Al Rajhi Company for Cooperative Insurance (TADAWUL:8230) has had a rough three months with its share price down 12%. However, the company's fundamentals look pretty decent, and long-term financials are usually aligned with future market price movements. Specifically, we decided to study Al Rajhi Company for Cooperative Insurance's ROE in this article.

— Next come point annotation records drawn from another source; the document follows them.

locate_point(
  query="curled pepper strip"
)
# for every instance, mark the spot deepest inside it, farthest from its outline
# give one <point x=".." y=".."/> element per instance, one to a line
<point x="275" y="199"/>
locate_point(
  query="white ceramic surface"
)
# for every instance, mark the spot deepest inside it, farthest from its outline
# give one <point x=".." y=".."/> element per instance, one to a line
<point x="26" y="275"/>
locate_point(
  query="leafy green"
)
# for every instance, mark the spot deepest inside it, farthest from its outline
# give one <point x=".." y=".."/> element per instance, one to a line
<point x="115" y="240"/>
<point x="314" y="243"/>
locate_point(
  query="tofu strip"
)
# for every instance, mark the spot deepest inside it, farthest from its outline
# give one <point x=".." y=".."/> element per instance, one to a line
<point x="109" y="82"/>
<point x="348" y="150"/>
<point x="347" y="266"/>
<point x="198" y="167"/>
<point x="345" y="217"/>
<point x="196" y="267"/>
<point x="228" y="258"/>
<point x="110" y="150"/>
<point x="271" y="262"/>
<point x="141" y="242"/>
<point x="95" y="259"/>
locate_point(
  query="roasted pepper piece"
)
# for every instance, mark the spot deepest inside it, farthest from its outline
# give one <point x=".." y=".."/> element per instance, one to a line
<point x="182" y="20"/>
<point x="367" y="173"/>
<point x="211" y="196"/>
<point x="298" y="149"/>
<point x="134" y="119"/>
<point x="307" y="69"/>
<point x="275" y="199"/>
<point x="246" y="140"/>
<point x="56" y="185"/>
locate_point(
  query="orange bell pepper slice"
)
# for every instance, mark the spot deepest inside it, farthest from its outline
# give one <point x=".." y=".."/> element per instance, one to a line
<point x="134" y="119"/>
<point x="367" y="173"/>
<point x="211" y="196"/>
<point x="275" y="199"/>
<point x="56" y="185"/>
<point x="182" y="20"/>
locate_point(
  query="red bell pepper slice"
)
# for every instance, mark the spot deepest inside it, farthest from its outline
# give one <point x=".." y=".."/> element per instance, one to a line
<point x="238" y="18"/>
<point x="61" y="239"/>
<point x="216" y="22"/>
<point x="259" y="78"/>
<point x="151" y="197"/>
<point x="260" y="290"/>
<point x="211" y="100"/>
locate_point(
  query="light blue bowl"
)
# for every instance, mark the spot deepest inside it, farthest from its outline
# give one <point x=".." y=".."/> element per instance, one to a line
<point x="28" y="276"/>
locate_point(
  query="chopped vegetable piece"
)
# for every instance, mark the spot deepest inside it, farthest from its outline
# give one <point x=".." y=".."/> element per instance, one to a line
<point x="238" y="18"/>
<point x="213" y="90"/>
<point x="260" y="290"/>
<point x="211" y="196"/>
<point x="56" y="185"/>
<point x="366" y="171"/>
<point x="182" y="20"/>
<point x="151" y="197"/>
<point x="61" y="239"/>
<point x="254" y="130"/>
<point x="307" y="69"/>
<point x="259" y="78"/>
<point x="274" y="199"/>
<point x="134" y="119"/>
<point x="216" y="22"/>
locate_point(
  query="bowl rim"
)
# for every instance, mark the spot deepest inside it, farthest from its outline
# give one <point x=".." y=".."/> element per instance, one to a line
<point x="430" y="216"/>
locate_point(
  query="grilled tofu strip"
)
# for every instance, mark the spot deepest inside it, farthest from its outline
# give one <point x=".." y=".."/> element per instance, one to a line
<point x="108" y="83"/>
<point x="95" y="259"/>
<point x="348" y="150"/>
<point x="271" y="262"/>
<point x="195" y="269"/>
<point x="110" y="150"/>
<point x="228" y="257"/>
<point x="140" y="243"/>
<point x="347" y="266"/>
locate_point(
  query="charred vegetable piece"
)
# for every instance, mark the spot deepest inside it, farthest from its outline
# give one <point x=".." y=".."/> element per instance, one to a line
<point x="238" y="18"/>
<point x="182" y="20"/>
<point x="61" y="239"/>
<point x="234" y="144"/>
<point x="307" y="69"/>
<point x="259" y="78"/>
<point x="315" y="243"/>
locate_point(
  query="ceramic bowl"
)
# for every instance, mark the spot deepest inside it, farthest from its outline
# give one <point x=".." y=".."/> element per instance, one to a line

Return on equity or ROE is a key measure used to assess how efficiently a company's management is utilizing the company's capital. Put another way, it reveals the company's success at turning shareholder investments into profits.
How To Calculate Return On Equity?
Return on equity can be calculated by using the formula:
Return on Equity = Net Profit (from continuing operations) ÷ Shareholders' Equity
So, based on the above formula, the ROE for Al Rajhi Company for Cooperative Insurance is:
14% = ر.س312m ÷ ر.س2.2b (Based on the trailing twelve months to March 2025).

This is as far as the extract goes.